Suppose I have $$N$$ random variables $$\{X_j\}_{j=1}^N$$ and they are mutually independent. Also, I define $$Z = f(X_1,\cdots,X_N)$$ for some function $$f()$$. And I want to know that if it is possible that $$X_j$$ is independent of $$X_k$$ conditioning on $$Z$$ for any $$j\ne k$$.

I have asked a similar question where $$N=2$$ and $$f(X_1,X_2) = X_1+X_2$$, and the statement is false. I want to know if the statement is possibly true for general $$N$$ and some function $$f(\cdot)$$. Here I assume $$\{X_j\}$$ are not constant random variables.
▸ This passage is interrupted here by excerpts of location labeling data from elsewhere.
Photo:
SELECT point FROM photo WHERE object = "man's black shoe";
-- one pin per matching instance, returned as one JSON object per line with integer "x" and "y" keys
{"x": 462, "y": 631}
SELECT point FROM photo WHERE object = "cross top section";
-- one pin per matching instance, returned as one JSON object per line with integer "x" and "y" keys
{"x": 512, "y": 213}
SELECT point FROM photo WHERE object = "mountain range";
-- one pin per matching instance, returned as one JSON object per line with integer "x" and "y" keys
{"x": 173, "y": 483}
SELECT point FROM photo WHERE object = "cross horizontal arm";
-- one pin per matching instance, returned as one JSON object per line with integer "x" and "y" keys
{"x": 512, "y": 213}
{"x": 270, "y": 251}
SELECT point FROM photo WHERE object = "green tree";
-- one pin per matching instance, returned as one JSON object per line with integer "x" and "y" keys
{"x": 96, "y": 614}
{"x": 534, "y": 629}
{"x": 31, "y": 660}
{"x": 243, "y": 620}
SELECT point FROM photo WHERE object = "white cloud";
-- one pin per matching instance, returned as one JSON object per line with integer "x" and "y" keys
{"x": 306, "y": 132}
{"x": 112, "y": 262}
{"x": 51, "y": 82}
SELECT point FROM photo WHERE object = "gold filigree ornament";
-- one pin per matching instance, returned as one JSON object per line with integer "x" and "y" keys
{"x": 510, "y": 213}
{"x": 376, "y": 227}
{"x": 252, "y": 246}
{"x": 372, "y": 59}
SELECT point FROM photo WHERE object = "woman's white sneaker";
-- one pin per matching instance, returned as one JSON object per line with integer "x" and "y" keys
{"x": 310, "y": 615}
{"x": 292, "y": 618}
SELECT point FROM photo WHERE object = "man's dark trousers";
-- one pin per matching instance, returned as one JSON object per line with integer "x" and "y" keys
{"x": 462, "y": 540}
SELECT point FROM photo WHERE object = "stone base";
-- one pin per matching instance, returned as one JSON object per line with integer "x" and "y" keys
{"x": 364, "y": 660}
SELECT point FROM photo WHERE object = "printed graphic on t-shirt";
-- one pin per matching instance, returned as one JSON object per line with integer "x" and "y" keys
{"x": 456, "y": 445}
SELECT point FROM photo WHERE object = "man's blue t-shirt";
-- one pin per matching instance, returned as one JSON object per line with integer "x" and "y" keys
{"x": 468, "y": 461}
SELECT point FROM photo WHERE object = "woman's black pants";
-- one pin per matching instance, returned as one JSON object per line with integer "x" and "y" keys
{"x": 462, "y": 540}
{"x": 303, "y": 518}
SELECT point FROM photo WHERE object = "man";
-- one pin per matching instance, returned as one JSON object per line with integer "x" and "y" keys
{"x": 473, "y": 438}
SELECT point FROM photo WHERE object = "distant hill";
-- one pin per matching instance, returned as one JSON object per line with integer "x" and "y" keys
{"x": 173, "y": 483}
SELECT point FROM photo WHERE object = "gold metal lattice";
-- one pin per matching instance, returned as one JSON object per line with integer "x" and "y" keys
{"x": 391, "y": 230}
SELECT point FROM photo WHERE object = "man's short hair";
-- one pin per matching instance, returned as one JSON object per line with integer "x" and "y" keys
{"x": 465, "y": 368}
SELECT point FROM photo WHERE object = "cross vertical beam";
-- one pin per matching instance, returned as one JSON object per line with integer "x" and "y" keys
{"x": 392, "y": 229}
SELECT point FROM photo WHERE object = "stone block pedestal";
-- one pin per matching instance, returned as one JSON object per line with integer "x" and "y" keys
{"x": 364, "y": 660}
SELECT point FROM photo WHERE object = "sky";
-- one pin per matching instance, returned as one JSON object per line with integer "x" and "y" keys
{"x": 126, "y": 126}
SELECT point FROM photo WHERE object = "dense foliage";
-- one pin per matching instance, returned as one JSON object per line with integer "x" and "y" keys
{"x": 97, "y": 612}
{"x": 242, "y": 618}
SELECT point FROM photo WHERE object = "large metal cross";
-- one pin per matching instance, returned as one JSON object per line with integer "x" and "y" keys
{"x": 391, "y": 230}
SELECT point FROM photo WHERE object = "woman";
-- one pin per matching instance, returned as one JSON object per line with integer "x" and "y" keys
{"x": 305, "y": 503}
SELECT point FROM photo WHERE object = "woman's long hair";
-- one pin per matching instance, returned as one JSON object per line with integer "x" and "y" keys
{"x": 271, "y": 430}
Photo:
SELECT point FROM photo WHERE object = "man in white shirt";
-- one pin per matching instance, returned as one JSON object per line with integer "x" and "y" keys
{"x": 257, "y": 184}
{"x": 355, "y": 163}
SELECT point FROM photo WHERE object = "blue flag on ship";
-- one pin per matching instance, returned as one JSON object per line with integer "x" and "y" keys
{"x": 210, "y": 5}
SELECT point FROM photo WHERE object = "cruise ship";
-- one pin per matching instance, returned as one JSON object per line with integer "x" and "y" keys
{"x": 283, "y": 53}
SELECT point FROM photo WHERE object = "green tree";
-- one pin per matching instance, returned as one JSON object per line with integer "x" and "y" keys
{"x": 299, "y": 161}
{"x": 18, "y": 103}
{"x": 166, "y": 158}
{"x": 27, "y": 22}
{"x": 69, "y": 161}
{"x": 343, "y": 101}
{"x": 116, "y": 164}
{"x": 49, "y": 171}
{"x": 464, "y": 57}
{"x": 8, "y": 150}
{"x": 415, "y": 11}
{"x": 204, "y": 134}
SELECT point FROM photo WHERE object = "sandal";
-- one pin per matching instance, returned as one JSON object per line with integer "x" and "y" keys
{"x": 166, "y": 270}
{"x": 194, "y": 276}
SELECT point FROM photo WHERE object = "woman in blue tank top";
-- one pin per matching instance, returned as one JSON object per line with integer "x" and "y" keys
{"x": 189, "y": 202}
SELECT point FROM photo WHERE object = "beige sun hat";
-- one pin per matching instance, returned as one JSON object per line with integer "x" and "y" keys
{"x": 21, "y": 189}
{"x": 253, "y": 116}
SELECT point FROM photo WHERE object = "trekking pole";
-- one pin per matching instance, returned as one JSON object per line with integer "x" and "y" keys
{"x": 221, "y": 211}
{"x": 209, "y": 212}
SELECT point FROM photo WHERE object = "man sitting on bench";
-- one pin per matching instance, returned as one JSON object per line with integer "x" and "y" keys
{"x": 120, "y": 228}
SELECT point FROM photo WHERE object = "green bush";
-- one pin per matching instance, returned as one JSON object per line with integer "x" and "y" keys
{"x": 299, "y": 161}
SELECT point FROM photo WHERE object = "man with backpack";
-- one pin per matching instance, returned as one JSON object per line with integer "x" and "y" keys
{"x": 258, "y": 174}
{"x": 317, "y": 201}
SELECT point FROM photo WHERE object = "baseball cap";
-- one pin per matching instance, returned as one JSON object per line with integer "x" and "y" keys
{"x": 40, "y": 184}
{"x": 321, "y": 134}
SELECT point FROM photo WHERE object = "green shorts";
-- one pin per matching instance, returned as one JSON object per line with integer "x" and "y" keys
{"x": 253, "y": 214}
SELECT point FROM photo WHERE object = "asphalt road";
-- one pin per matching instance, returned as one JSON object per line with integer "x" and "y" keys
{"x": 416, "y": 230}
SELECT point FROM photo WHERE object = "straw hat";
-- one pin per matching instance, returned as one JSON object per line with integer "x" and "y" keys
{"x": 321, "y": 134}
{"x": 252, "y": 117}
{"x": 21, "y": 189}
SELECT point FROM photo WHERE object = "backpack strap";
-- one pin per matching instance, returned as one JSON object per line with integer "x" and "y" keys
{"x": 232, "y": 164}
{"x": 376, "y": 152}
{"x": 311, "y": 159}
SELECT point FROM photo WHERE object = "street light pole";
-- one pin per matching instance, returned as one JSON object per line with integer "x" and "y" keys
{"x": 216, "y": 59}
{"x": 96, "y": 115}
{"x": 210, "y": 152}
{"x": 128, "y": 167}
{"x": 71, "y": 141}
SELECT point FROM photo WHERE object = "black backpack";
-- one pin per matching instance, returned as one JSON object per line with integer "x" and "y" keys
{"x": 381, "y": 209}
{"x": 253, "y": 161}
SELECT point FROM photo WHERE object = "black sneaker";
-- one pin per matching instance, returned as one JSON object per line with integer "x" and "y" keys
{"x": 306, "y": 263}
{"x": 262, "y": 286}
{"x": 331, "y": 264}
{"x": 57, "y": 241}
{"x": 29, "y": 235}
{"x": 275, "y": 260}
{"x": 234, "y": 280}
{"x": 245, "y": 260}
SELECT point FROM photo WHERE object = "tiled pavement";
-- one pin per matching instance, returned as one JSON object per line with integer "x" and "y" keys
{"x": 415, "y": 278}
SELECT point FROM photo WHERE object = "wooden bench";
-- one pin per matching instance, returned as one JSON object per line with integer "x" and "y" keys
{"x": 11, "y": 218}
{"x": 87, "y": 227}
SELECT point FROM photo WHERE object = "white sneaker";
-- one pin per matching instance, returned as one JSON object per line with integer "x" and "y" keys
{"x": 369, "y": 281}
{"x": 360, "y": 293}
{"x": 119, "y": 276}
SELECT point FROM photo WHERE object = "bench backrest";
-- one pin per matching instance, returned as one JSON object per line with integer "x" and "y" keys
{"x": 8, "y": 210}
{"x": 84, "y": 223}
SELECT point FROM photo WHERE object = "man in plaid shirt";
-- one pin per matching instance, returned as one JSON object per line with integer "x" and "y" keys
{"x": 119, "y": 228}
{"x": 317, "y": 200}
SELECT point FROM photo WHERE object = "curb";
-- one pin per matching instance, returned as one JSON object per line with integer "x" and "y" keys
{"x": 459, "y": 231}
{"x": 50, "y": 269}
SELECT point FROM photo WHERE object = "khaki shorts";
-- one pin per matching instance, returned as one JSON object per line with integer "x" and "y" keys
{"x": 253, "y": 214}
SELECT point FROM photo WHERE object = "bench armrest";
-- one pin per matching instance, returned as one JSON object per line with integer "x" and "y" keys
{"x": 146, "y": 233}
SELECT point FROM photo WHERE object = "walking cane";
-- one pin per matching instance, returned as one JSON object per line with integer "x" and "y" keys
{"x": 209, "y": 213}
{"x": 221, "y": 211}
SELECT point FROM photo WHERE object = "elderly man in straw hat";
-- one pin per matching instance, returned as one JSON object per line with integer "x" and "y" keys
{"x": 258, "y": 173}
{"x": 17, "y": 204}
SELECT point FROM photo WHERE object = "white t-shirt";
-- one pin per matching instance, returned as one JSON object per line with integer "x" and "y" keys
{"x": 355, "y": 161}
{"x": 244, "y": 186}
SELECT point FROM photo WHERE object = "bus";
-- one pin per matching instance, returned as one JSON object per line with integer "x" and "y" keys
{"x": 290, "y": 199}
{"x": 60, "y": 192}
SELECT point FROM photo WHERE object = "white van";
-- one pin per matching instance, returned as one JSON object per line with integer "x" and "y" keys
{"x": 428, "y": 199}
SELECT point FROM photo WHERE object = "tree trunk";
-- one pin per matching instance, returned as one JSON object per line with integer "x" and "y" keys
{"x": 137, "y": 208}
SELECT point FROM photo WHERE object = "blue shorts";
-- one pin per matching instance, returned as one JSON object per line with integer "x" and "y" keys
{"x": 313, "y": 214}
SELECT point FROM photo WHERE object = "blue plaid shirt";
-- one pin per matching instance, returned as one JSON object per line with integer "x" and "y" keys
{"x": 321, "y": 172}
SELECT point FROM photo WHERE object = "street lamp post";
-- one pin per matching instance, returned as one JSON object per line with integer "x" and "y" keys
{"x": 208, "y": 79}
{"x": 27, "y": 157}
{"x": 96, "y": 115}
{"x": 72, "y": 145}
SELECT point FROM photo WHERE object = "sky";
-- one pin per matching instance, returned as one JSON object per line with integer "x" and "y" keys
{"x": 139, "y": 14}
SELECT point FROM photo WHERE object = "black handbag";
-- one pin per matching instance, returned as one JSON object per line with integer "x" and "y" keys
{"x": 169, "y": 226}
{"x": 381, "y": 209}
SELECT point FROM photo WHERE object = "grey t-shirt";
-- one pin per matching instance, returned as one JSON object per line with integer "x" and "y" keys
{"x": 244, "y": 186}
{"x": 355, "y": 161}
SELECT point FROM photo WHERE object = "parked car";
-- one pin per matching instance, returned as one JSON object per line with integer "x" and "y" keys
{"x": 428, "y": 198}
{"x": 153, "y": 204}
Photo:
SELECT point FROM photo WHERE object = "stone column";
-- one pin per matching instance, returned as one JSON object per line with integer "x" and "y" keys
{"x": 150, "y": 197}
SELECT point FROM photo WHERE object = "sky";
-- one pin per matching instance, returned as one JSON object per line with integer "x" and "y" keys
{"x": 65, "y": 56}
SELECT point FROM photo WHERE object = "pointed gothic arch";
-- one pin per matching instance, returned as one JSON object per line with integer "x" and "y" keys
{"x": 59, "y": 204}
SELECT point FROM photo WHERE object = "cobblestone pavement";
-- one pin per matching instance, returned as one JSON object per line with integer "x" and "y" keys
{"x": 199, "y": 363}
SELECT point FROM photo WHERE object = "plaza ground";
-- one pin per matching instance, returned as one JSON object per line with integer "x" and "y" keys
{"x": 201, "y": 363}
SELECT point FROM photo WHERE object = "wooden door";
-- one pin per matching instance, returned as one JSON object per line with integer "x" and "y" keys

Suppose $$X_i$$ are Rademacher variables ($$\pm 1$$ with equal probability) and $$Z=\sum_i X_i^2$$. Then $$Z$$ is constant, so conditioning on it has no effect.
Less trivially, suppose $$Z=\prod_i X_i$$ and $$N>2$$. For any specific $$j, k$$, $$P(Z=1|X_j,X_k)=1/2$$ so the distribution of $$(X_j,X_k)|Z$$ is the same as their unconditional distribution. In this situation, any $$N$$ of $$(X_1,X_2,\dots,X_N,Z)$$ are mutually independent but the full set is not.
As a slight extension, suppose $$X_i\sim N(0,1)$$, and $$Z=\prod_i \mathrm{sign} X_i$$. By the same argument as before, $$Z$$ is independent of any set of fewer than $$N$$ $$X_i$$s.
I can't think of an example where the $$X_i$$ are all continuous and $$Z$$ is a continuous, non-constant function of all of them. I'd be a bit surprised if there was one, but not very surprised.